Although France took responsibility for ta bling the «French» Proposal, no French scientist ever stepped forward to claim it as their own. Indeed, it is doubtful whether the proposal was ever even translated into French.
«When the French government first made the proposal, we received it in the form of a circular letter faxed from the IWC Secretariat in Cambridge,» recalled Japan’s IWC commissioner, Kazuo Shima (Science & Technology in Japan, April 1994).
«So the next time I was in Paris, I asked for a clear copy of the English version, but they couldn’t give me one because all they had was the same faxed copy I had! So then I said to them, “The French people are very proud of their language, so the original of the proposal must surely have been written in French,” but they didn’t have that either!»
Meanwhile, all questions relating to the proposal in the IWC’s Scientific Committee were being handled by Sidney Holt of the International Fund for Animal Welfare (IFAW), leading the Harpoon to suspect Holt was the true author of the document. Our suspicions seemed to be confirmed last October when IFAW gave Holt a special award for playing a «critical, positive role ... to establish a Southern Ocean Whale Sanctuary» (see «IFAW Recognises ...»).
In the Dark
Belatedly, the Harpoon has now learned that in June 1994, less than a month after the sanctuary was voted through by the IWC, Greenpeace UK director Peter Melchett wrote to his members: «This sanctuary was first proposed by Greenpeace a few years ago. It was formally proposed to the IWC by the French Government, at Greenpeace’s request.»
Why had Greenpeace, in whose vocabulary «humble» does not exist, never broadcast this fact to the media and reaped the accolades?

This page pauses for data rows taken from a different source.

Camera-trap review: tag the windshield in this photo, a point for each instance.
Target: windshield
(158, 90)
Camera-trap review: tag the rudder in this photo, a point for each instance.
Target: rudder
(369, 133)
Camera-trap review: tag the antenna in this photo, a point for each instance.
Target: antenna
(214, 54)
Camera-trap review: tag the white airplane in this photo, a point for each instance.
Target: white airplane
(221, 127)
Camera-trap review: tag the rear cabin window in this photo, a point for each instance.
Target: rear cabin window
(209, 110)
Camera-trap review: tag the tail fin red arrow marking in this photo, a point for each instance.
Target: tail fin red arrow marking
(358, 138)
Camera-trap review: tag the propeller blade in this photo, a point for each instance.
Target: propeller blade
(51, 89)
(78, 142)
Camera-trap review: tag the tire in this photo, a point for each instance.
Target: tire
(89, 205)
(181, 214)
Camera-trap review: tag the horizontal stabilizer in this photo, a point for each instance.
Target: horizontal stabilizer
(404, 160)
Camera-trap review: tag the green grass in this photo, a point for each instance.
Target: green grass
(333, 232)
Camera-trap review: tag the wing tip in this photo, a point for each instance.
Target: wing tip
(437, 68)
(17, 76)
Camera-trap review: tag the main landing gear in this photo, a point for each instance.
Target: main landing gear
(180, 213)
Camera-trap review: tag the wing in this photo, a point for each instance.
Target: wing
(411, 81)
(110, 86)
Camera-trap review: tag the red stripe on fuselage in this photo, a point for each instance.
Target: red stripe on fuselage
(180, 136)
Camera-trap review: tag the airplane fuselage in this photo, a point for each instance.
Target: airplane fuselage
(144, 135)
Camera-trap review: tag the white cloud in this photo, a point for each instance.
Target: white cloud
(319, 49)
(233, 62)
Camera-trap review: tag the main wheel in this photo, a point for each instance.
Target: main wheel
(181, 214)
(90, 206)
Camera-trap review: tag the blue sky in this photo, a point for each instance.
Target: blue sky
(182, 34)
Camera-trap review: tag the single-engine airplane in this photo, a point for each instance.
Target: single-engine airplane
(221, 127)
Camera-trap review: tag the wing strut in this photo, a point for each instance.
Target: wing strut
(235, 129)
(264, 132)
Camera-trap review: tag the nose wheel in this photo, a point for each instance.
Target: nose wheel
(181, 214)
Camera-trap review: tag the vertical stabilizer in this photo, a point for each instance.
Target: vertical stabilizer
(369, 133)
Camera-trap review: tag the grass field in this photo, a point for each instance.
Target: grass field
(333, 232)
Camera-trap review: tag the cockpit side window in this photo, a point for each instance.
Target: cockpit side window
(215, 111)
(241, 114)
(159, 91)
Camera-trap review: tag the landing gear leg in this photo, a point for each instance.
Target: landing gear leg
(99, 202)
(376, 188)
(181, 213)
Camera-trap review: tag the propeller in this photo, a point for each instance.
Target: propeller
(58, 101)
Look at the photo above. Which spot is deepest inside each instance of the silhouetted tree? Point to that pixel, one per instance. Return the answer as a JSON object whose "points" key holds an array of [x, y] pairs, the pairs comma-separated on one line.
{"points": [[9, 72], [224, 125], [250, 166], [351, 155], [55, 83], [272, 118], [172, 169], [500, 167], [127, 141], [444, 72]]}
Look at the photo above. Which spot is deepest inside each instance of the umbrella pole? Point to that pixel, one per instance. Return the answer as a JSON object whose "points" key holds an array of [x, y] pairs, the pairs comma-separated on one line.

Presumably because the green points became the property of the French government as its reward for acquiescing.
Yet in a documentary aired last September on the TV station France 2, entitled «Greenpeace, les Commandes de l’Ecologie», a former French Environmental Minister makes no bones about his country’s role in the biggest pseudo-scientific hoax ever perpetrated at the IWC. «We had a deal,» he says. «Greenpeace and France had a deal to save the whales. The scientific arguments of France were partly written by Greenpeace. Then we presented it at the IWC.»
Payback Time
Which still leaves one question hanging: Why France?
A possible clue was presented to the Harpoon in 1994 by a member of the IWC’s Scientific Committee, on condition he remain anonymous.

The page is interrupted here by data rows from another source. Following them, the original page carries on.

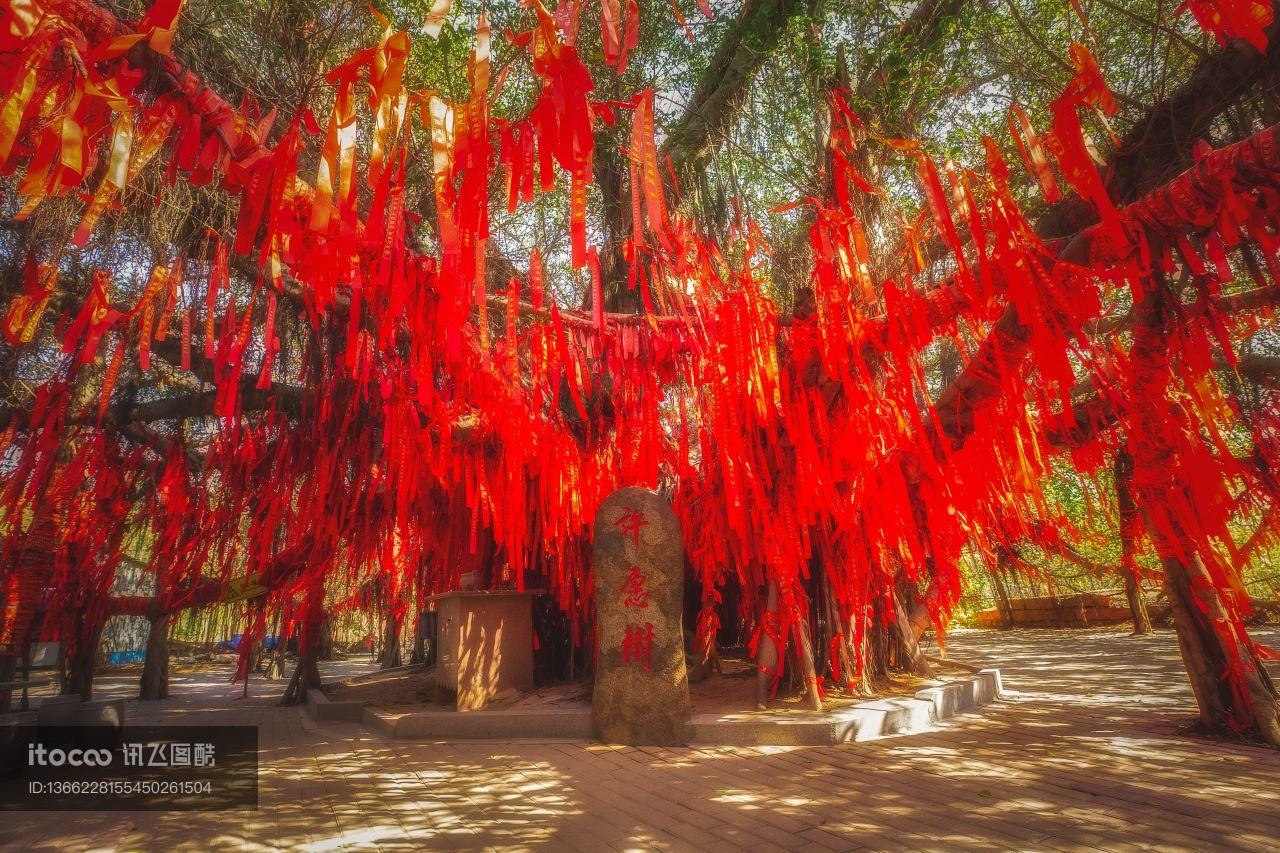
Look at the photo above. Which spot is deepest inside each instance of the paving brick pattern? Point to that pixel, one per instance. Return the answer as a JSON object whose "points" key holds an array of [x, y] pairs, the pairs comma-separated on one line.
{"points": [[1087, 752]]}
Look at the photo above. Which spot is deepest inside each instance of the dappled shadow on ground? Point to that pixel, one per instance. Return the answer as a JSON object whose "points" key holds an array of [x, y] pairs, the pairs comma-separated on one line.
{"points": [[1086, 752]]}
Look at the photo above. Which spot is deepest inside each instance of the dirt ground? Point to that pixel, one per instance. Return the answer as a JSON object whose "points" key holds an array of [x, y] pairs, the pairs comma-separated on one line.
{"points": [[732, 690]]}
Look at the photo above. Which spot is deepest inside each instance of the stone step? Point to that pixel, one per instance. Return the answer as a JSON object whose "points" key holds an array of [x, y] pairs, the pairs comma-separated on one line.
{"points": [[863, 721]]}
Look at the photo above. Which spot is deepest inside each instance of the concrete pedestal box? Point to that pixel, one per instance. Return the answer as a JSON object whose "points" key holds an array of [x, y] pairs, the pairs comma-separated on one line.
{"points": [[485, 642]]}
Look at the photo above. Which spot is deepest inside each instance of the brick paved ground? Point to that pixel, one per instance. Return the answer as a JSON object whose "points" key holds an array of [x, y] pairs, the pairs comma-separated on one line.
{"points": [[1086, 755]]}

Asked to comment on Holt’s role in promoting the sanctuary proposal, he replied: «Although I find it intolerable when Sidney poses as a scientist while practicing politics, he is an extremely intelligent guy. He may have been behind the French proposal in concept, but in execution it was a New Zealand job. Sidney would never have written anything that stupid.»
New Zealand?
«New Zealand is still really pissed off at France for the bombing of the Rainbow Warrior,» he said. «You guys should look into that one further. It’s a good story if you ever get close to the truth.»
With no evidence linking Greenpeace or New Zealand to the sanctuary proposal, Harpoon put this interview on hold. With the latest revelations, however, the notion of France paying retribution for sinking the Greenpeace flagship rings a little truer.
In 1985, while en route to protest French nuclear tests in the South Pacific, the Rainbow Warrior was sunk in Auckland by the French secret service, killing one crewmember. New Zealand’s fury knew no bounds. First, it failed to extradite the French agents. Then the agents were found guilty in France but released after serving only token sentences.
Did France agree to table the sanctuary proposal under duress, either from Greenpeace or New Zealand? No better explanation has yet presented itself.